Considerations: What we like about this structure is that every mealtime is not an attempt to both rehydrate and restore calories at the same time. If one’s stomach was left full of water when attempting to digest food, the key ingredient for this process (Hydrochloric Acid) would be heavily diluted and the digestive system nowhere near as effective. As a result, the body has to modulate the effect of water in the digestive system and this takes energy away from the key task at hand which is food processing.. If we can focus more onboarding of water in the periods right before and after sleep, and prioritise food consumption at Iftar (without training in the evening and leading to even more dramatically increased thirst upon breaking fast) this is ideal for optimal assimilation of nutrients.
Whilst dry-fasting between sahur and iftar is an incredible test of will power, it doesn’t achieve the health benefits targeted by Intermittent Fasting protocols. The refeed takes place after 13hrs which is too soon for the body to have spent a considerable amount of time with an empty stomach for the restorative process to take place, or really suffered glycogen depletion to the point where gluconeogenesis is being forced and the body has to use fat stores for energy. Inserting a 24-hr fast into the week, with a food-less, well-hydrated cardio session involved, heightens the effect of this in a low insulin state. If steady-state jogging, cycling or rowing isn’t an option on lockdown, a full-body routine taking low-impact bodyweight movements, cycling through body parts and not flirting with the tax of failure proximity is an ample solution.

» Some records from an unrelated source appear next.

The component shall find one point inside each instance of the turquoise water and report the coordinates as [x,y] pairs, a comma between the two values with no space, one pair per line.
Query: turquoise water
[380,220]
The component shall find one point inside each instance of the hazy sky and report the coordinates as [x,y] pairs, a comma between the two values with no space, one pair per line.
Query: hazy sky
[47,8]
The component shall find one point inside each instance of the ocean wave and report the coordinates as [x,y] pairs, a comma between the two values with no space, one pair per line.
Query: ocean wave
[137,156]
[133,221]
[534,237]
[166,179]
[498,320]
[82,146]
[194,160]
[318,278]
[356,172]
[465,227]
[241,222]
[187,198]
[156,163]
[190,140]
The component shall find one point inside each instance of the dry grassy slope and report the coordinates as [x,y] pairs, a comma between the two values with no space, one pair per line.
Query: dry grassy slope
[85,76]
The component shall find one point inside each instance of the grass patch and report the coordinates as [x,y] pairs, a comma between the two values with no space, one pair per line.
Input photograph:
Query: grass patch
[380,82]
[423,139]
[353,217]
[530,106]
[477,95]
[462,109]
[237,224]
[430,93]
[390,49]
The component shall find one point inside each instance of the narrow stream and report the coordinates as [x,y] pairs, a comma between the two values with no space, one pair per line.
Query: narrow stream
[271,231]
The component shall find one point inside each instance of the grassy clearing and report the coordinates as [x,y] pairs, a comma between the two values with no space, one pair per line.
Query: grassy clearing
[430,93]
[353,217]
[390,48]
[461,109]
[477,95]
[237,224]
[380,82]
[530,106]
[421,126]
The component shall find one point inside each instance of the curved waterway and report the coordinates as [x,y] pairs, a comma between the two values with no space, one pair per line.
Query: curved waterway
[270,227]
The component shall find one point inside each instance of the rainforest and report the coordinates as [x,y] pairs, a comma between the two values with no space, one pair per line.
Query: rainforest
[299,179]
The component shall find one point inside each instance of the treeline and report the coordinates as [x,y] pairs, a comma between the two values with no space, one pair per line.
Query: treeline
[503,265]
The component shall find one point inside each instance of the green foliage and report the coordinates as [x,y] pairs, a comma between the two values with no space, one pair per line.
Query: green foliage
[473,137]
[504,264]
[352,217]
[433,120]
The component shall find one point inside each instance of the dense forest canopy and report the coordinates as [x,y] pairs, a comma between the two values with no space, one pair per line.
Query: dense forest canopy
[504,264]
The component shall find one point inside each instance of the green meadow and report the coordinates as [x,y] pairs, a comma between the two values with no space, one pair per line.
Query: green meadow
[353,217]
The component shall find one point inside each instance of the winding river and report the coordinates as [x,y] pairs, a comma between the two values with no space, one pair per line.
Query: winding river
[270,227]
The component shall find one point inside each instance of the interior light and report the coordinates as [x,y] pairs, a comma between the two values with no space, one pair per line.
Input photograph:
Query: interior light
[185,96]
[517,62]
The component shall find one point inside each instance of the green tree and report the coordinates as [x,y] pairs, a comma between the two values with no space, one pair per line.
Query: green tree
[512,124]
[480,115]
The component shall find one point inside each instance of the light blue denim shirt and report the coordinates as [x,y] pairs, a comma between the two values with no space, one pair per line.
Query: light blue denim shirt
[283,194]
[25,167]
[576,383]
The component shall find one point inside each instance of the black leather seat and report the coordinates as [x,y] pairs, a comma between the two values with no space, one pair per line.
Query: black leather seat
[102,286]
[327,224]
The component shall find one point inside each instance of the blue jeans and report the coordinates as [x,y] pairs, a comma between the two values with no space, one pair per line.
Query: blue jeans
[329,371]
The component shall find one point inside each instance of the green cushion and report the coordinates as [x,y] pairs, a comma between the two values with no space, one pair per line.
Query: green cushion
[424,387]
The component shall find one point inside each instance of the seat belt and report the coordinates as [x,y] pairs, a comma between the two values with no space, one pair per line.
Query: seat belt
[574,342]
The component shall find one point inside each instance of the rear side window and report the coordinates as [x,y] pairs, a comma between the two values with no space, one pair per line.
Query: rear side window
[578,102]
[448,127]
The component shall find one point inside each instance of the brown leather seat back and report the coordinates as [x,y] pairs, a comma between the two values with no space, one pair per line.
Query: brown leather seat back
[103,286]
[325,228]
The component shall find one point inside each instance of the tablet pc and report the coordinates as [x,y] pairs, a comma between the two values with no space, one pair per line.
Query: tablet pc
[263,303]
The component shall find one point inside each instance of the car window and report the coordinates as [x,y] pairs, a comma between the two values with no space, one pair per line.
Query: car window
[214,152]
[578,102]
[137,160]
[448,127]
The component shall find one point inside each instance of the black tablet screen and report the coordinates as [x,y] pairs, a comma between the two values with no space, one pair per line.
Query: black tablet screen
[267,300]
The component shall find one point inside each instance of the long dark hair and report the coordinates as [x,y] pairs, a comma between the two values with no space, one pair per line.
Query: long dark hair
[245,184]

Before even considering this, please be sure to read the first article of our series on Intermittent Fasting, 1 - Should I Try It? We’d also highly recommend taking consult from one of our qualified nutritionists if you’re unsure as to whether it is a suitable decision for you to be making.
You’ll also get benefit from exploring the other articles on this topic if you really wish to go down this route appropriately informed. In weeks 1 & 2, one could implement a 22-hr fast by eating after prayers in the evening and thus only IF Fasting from 21:30-19:30 the following day. However, if they feel comfortable doing so in week’s 3 & 4, they can increase this to a 24-hr fast by only eating before prayers and fasting from 20:00-19:30 the following day.
And that's all folks! We really hope this helps provide some guidance during a time that is meant to provide a test. View it as an obstacle to overcome, with the goal being more maintenance-focused, ready to go back to making progress once normality resumes. Good luck!